Yesterday the private survey from Caixin/Market showed China’s factory activity expanded at the fastest pace in nearly a decade in July as domestic demand continued to improve.
On Friday the official government survey showed a small rise (which surprised) that was nowhere near the jump in the Caixin/Markit survey outcome
Offsetting this positive were weak readings for export orders and employment which have been a constant now in the past three months as the pace of recovery has slowly improved.
The survey’s index rose to 52.8 last month from June’s 51.2, marking the sector’s third consecutive month of growth and the biggest jump since January 2011.
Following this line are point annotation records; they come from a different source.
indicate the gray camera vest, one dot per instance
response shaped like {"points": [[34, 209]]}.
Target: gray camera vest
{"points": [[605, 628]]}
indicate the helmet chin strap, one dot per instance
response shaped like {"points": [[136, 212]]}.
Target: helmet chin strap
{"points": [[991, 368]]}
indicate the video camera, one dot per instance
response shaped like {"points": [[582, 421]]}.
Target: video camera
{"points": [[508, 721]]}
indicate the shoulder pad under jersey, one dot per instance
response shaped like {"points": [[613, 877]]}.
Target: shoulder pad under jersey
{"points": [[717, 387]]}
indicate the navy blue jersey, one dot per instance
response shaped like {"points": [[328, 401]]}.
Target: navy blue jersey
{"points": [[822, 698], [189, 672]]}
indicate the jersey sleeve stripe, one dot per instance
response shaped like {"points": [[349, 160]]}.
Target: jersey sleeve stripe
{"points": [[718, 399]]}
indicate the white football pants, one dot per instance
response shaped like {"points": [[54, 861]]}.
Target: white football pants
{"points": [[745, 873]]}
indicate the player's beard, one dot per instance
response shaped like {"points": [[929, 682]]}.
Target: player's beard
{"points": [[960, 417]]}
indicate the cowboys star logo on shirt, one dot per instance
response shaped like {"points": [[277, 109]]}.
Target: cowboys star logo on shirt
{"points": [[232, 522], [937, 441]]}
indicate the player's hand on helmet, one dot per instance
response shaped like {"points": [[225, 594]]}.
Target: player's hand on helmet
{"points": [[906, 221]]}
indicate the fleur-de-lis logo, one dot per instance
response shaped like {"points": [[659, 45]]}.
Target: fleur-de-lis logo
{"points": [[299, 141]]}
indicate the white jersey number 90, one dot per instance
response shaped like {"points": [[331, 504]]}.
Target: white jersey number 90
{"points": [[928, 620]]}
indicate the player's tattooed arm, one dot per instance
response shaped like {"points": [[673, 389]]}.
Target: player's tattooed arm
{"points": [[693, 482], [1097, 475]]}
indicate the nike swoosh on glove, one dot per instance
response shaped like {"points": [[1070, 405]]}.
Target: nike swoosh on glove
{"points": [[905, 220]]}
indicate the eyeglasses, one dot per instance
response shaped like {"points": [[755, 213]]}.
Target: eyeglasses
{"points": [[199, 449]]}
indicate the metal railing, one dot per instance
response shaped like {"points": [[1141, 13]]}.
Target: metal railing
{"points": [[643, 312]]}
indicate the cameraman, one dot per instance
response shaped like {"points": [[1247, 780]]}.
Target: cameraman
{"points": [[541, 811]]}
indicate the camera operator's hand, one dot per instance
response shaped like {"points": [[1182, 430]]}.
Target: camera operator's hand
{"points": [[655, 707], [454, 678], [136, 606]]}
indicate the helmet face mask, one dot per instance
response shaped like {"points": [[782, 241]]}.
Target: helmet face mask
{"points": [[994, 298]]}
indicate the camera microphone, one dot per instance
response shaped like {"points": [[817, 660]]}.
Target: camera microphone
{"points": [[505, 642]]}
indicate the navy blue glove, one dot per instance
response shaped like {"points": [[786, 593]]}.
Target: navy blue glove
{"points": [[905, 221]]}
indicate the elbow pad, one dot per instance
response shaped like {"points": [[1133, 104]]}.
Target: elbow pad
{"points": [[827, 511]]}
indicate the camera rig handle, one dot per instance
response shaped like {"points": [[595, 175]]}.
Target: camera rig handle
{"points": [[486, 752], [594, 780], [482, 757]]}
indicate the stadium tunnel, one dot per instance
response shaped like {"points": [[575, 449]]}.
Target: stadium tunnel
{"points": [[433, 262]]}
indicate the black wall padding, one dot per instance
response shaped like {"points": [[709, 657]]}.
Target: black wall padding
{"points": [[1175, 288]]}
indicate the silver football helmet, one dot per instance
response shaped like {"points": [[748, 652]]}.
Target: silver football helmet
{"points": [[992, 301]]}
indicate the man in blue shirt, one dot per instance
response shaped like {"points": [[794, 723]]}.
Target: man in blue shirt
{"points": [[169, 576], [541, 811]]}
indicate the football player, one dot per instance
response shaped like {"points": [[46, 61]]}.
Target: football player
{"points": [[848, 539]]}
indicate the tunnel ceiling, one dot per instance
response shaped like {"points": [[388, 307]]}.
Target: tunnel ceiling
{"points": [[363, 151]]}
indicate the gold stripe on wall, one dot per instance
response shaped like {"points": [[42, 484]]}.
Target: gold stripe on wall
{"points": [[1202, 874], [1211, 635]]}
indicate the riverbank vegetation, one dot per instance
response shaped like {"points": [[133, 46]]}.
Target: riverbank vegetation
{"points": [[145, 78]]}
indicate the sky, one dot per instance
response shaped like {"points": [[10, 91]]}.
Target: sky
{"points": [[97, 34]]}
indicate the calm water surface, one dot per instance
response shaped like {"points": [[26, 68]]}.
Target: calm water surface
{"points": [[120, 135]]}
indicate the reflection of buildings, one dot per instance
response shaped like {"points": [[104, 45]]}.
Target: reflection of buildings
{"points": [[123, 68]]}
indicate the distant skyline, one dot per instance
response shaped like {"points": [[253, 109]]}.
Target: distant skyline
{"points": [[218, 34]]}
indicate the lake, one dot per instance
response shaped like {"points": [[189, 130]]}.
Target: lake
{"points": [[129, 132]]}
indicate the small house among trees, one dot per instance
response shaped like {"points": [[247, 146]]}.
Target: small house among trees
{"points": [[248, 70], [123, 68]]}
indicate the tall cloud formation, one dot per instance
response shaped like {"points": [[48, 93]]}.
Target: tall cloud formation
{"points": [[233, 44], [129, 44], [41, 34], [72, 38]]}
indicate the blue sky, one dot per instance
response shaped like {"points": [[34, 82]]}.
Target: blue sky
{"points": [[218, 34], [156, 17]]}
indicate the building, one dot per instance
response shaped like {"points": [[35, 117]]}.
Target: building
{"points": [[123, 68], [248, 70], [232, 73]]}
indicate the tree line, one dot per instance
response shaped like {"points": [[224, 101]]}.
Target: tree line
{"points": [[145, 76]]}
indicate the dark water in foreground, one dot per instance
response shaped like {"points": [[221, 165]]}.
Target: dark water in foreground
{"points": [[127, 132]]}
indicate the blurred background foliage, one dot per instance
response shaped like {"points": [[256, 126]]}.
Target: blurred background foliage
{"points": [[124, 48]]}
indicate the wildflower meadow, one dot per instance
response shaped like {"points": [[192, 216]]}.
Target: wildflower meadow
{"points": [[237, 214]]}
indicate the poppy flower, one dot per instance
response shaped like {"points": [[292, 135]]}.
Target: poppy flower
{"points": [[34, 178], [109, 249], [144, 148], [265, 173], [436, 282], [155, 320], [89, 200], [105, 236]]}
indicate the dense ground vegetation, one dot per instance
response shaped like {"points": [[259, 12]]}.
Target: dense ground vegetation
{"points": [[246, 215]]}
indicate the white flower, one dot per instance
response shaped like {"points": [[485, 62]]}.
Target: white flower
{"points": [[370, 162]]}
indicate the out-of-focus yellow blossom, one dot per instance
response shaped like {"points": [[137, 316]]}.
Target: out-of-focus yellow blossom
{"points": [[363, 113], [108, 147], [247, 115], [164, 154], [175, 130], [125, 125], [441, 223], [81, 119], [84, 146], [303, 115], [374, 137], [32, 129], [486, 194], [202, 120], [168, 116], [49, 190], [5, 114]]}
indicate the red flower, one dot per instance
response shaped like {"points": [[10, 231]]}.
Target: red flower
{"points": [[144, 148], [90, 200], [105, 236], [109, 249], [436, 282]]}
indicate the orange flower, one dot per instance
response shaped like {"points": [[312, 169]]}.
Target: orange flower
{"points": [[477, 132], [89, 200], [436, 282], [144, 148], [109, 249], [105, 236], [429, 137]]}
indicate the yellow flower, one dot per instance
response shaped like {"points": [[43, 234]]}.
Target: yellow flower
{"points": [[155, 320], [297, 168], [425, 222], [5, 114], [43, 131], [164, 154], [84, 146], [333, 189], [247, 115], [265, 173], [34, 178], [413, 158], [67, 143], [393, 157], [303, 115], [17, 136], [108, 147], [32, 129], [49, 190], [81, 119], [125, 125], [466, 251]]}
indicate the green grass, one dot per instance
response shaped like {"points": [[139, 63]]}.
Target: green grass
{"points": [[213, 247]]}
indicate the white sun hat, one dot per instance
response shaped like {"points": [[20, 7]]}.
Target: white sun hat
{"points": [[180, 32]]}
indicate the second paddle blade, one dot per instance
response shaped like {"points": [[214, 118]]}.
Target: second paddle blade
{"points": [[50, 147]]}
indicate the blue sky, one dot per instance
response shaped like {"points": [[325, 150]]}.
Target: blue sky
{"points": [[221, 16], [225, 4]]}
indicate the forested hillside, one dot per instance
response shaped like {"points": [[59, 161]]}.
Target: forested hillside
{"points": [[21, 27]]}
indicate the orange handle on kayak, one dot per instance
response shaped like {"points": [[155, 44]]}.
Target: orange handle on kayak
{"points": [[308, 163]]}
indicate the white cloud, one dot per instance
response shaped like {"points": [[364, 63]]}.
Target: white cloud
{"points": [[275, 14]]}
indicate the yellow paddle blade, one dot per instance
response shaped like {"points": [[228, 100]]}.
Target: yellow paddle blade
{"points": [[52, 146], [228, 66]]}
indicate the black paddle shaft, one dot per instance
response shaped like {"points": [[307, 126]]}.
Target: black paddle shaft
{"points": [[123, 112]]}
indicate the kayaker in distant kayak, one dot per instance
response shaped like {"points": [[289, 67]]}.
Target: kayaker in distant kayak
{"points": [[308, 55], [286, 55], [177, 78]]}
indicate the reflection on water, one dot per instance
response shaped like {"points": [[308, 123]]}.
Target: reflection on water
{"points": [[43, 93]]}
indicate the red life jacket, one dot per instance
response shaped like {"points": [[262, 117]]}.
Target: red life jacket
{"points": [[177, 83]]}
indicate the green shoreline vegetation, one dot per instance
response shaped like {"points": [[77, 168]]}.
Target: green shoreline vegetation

(The 50-mark separates growth from contraction on a monthly basis).
China reported 180 new cases overnight and 6 new deaths on Sunday.
The private survey was much stronger than the official survey on Friday from the National Bureau of Statistics. It concentrates in big companies which the private survey asks small to medium groups for their responses.
The Official NBS Manufacturing survey rose to 51.1 in July from 50.9 in the previous month.
This was the fifth straight month of increase in factory activity and the strongest since March.
Output grew the most in four months (54.0 vs 53.9 in June), while both new orders (51.7 vs 51.4) and buying levels (52.4 vs 51.8) went up for the fifth month in a row and at a faster pace.
Meantime, both export sales (48.4 vs 42.6) and employment shrank at softer rates (49.3 vs 49.1).
Prices data showed input cost advanced for the third month running and at a stronger rate (58.1 vs 56.8), while selling prices rose for the second consecutive month (52.2 vs 52.4). Looking ahead, sentiment edged up (57.8 vs 57.5).